Search code examples
deep-learningneural-networkpytorch

How to add an additional output node during training for Pytorch?


I am making a class-incremental learning multi-label classifier. Here the model first trains with 7 labels. After training, another dataset emerges that contains the same labels except one more. I want to automatically add an extra node to the trained network and continue training on this new dataset. How can I do this?

class FeedForewardNN(nn.Module):
    def __init__(self, input_size, h1_size = 264, h2_size = 128, num_services=8):
        super().__init__()
        self.input_size = input_size
        self.lin1 = nn.Linear(input_size, h1_size)
        self.lin2 = nn.Linear(h1_size, h2_size)
        self.lin3 = nn.Linear(h2_size, num_services)
        self.relu = nn.ReLU()
        self.sigmoid = nn.Sigmoid()

    def forward(self, x):
        x = self.lin1(x)
        x = self.relu(x)
        x = self.lin2(x)
        x = self.relu(x)
        x = self.lin3(x)
        x = self.sigmoid(x)
        return x

This is the architecture of the feedforward Neural Network.

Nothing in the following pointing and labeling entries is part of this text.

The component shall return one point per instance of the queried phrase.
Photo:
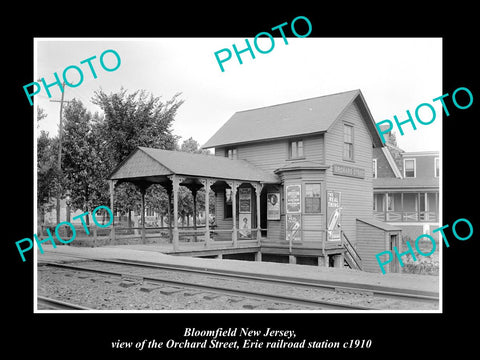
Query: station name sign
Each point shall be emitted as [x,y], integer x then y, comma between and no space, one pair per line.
[350,171]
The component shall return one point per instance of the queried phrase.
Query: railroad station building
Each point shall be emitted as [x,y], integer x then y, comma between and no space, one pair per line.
[292,181]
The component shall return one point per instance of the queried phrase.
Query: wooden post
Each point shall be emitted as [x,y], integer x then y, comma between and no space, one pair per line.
[234,213]
[194,194]
[176,180]
[112,191]
[175,214]
[207,211]
[169,209]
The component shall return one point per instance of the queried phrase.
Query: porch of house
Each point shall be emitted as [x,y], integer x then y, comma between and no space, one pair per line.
[172,169]
[406,206]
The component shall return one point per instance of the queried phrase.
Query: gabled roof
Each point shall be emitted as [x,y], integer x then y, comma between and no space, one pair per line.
[146,163]
[309,116]
[391,162]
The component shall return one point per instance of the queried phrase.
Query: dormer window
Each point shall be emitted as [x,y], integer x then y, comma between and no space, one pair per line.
[231,153]
[409,168]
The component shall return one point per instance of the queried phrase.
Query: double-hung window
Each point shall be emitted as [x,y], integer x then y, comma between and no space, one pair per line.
[347,142]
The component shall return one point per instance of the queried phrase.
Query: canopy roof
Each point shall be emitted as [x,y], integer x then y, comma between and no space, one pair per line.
[149,164]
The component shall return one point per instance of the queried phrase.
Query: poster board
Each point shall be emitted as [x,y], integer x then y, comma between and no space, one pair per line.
[293,207]
[245,213]
[273,206]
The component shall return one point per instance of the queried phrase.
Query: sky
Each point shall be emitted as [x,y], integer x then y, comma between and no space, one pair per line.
[394,75]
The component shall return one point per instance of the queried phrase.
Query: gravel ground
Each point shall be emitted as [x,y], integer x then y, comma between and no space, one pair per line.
[107,292]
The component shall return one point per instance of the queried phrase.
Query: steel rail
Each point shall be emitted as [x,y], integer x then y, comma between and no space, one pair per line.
[58,304]
[376,290]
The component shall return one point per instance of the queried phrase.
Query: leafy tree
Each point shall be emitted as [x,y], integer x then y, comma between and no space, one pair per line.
[82,165]
[47,173]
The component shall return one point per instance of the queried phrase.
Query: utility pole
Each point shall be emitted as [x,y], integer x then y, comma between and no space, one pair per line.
[59,165]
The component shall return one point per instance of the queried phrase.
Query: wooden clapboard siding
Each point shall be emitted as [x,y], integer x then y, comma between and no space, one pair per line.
[370,241]
[221,222]
[356,194]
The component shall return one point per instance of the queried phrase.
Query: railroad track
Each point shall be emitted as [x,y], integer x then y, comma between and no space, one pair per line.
[223,290]
[143,270]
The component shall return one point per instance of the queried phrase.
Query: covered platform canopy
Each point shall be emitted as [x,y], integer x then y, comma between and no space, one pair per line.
[171,169]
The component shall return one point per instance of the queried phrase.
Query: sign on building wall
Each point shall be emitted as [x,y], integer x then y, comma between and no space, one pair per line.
[349,171]
[245,200]
[294,198]
[333,215]
[273,206]
[293,212]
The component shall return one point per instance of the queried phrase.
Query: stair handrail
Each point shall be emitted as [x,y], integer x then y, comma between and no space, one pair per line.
[352,250]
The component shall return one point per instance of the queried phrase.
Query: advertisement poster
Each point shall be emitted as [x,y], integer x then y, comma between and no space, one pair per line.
[294,225]
[333,215]
[273,206]
[245,200]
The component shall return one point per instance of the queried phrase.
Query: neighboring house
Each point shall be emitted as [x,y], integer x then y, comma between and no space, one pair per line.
[406,189]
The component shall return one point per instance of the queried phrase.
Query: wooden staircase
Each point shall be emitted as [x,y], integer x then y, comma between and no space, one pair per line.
[353,260]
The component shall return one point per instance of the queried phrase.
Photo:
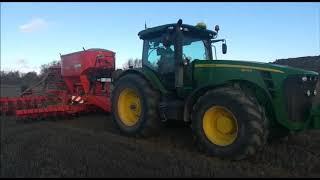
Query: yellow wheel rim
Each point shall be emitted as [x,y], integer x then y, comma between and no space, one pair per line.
[220,126]
[129,107]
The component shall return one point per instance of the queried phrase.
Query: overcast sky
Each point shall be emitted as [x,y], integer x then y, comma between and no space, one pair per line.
[35,33]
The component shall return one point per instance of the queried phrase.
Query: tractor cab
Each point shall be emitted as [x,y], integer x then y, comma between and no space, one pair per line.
[169,51]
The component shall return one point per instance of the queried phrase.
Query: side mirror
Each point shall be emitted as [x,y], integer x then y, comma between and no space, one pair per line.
[224,48]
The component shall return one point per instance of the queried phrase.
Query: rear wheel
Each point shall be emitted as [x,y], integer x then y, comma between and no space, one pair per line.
[135,106]
[228,123]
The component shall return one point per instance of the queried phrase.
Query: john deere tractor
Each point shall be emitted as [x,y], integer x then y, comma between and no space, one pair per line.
[233,107]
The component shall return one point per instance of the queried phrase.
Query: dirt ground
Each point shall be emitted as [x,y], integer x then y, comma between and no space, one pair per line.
[90,146]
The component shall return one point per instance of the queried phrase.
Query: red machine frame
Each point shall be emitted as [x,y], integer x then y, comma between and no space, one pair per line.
[82,84]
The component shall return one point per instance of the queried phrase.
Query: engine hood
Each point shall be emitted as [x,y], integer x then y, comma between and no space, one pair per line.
[251,65]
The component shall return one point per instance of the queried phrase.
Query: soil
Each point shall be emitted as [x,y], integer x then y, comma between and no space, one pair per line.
[91,146]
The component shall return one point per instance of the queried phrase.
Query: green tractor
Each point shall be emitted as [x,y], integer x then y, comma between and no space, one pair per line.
[233,107]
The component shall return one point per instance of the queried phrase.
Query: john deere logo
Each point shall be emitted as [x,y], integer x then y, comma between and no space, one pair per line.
[77,66]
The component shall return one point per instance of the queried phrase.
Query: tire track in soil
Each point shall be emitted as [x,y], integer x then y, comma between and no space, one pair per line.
[91,146]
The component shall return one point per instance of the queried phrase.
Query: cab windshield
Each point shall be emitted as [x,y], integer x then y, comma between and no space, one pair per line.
[196,48]
[158,57]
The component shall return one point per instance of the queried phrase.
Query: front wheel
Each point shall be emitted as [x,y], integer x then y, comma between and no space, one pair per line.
[135,106]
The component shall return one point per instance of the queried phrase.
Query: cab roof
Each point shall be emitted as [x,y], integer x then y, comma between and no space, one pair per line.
[189,29]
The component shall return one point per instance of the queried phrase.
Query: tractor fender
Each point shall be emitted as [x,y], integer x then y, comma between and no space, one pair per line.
[192,98]
[148,75]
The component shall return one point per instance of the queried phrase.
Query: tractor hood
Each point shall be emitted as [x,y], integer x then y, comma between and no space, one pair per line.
[247,66]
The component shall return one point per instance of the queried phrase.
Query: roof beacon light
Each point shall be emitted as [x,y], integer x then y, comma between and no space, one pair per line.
[217,28]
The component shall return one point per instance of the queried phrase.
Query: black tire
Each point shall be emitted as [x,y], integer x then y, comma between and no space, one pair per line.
[251,121]
[149,123]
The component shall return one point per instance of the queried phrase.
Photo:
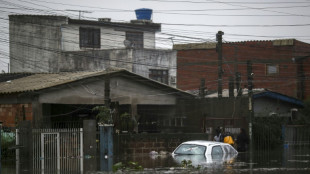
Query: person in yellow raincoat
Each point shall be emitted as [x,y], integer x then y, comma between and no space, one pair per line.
[229,139]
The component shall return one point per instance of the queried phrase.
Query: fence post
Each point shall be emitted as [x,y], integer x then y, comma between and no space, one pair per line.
[106,147]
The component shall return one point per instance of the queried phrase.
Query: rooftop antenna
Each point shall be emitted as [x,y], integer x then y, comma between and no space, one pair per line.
[80,12]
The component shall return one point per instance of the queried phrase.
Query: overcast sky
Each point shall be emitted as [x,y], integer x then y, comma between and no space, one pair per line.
[182,21]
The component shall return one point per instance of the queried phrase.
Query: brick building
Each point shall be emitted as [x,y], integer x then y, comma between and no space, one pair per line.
[279,65]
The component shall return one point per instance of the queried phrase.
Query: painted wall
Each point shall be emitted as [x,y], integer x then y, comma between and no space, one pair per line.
[10,114]
[49,44]
[263,107]
[138,61]
[155,59]
[35,42]
[110,38]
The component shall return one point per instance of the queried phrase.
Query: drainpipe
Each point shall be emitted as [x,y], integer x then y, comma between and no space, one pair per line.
[0,144]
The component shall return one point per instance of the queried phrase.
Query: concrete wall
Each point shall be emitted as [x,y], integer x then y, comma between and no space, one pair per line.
[155,59]
[138,61]
[263,107]
[10,114]
[35,43]
[49,44]
[111,38]
[95,60]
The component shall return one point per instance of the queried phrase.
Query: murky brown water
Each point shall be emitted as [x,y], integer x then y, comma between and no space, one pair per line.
[282,160]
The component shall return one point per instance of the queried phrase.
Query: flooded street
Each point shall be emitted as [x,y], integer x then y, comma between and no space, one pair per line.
[282,160]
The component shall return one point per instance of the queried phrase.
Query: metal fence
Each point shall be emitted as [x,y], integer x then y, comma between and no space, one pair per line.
[7,145]
[55,150]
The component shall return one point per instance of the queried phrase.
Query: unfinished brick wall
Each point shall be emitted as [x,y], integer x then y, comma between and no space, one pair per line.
[195,64]
[12,114]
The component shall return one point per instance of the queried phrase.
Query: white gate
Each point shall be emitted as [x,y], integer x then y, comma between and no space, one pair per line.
[57,151]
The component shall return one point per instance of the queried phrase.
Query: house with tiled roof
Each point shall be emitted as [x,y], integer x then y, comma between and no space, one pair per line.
[51,98]
[281,66]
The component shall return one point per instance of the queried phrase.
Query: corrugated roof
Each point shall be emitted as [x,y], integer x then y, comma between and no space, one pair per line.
[45,80]
[212,45]
[40,81]
[205,45]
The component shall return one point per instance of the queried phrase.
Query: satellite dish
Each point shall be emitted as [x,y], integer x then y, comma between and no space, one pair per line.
[127,43]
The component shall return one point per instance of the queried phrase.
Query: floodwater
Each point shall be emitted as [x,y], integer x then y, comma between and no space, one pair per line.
[289,159]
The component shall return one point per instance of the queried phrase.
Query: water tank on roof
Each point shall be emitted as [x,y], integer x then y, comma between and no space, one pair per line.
[144,13]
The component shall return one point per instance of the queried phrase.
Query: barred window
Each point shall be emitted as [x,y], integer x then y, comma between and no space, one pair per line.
[159,75]
[89,37]
[136,38]
[272,69]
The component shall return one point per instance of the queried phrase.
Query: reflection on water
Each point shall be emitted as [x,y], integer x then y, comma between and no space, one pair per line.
[282,160]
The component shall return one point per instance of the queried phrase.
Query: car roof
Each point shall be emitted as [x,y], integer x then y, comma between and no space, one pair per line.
[204,142]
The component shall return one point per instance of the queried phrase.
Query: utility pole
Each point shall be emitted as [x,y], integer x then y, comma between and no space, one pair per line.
[220,61]
[250,94]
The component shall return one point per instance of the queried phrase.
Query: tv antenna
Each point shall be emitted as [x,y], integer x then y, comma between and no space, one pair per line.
[80,12]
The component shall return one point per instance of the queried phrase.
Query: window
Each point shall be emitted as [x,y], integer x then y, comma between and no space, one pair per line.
[159,75]
[272,69]
[89,37]
[136,39]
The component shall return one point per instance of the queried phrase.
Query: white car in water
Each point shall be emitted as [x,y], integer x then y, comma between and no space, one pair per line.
[202,152]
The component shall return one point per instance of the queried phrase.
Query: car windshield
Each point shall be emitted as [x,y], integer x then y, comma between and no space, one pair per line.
[190,149]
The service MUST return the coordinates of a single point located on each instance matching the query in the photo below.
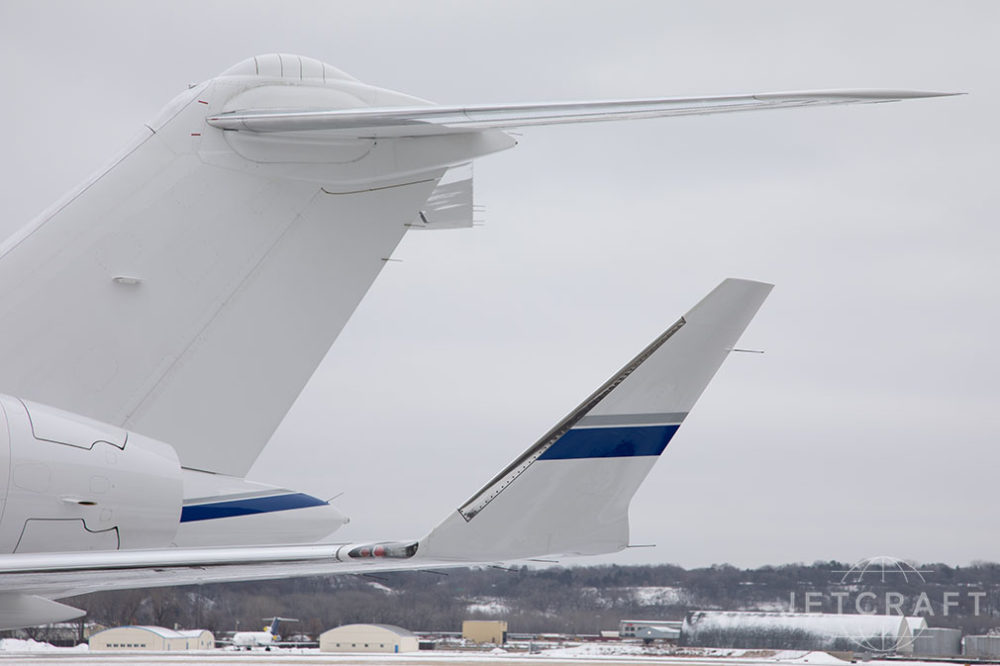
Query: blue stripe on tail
(249, 506)
(620, 442)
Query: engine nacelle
(73, 483)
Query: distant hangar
(368, 638)
(158, 639)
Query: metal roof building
(157, 639)
(368, 638)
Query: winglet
(569, 493)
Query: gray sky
(871, 424)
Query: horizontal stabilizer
(569, 493)
(428, 120)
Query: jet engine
(69, 483)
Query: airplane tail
(569, 493)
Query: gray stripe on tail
(631, 419)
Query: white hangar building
(798, 631)
(156, 639)
(368, 638)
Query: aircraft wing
(189, 290)
(430, 120)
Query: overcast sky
(871, 424)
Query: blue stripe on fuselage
(617, 442)
(248, 506)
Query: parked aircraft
(161, 319)
(266, 639)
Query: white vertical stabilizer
(569, 493)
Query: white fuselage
(77, 484)
(253, 639)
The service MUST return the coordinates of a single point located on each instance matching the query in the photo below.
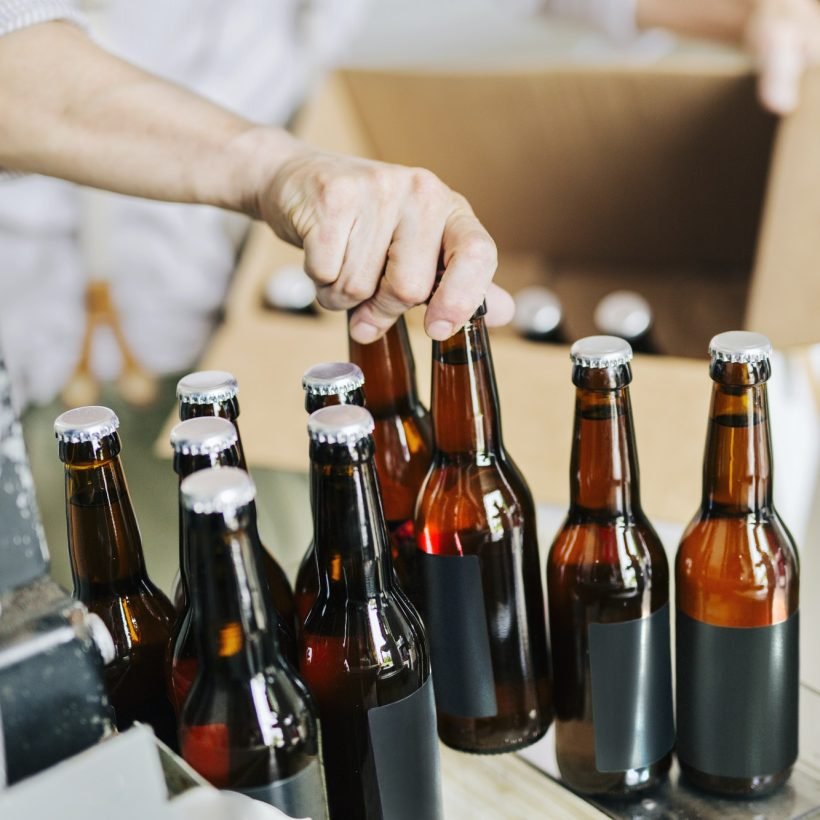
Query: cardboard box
(670, 180)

Then I first train on the data set with only 7 classes.

#Create NN
input_size = len(x_columns)
net1 = FeedForewardNN(input_size, num_services=7)
alpha= 0.001

#Define optimizer
optimizer = optim.Adam(net.parameters(), lr=alpha)
criterion = nn.BCELoss()
running_loss = 0

#Training Loop
loss_list = []
auc_list = []

for i in range(len(train_data_x)):
    optimizer.zero_grad()

    outputs = net1(train_data_x[i])
    loss = criterion(outputs, train_data_y[i])
    loss.backward()
    optimizer.step()

However then, I want to add one additional output node, define the new weights but maintain the old trained weights, and train on this new data set.


Solution

  • I suggest to replace layer with new one, having desired shape, and than partially assign its parameter values with old ones as follows:

    def increaseClassifier( m: torch.nn.Linear ):
        w = m.weight
        b = m.bias
        old_shape = m.weight.shape
    
        m2 = nn.Linear( old_shape[1], old_shape[0] +1 )
        m2.weight = nn.parameter.Parameter( torch.cat( (m.weight, m2.weight[0:1]) ) )
        m2.bias = nn.parameter.Parameter( torch.cat( (m.bias, m2.bias[0:1]) ) )
        return m2
    
    class FeedForewardNN(nn.Module):
        ...
        def incrHere(self):
            self.lin3 = increaseClassifier( self.lin3 )
    

    UPD:

    Can you explain, how these additional weights that come with this new output node are initialized?

    The initial weights for new channel come from new layer creation, layer constructor make new parameters with some random initialization, then we are replace part of it with trained weight, and remained part is ready for new training.

    m2.weight = nn.parameter.Parameter( torch.cat( (m.weight, m2.weight[0:1]) ) )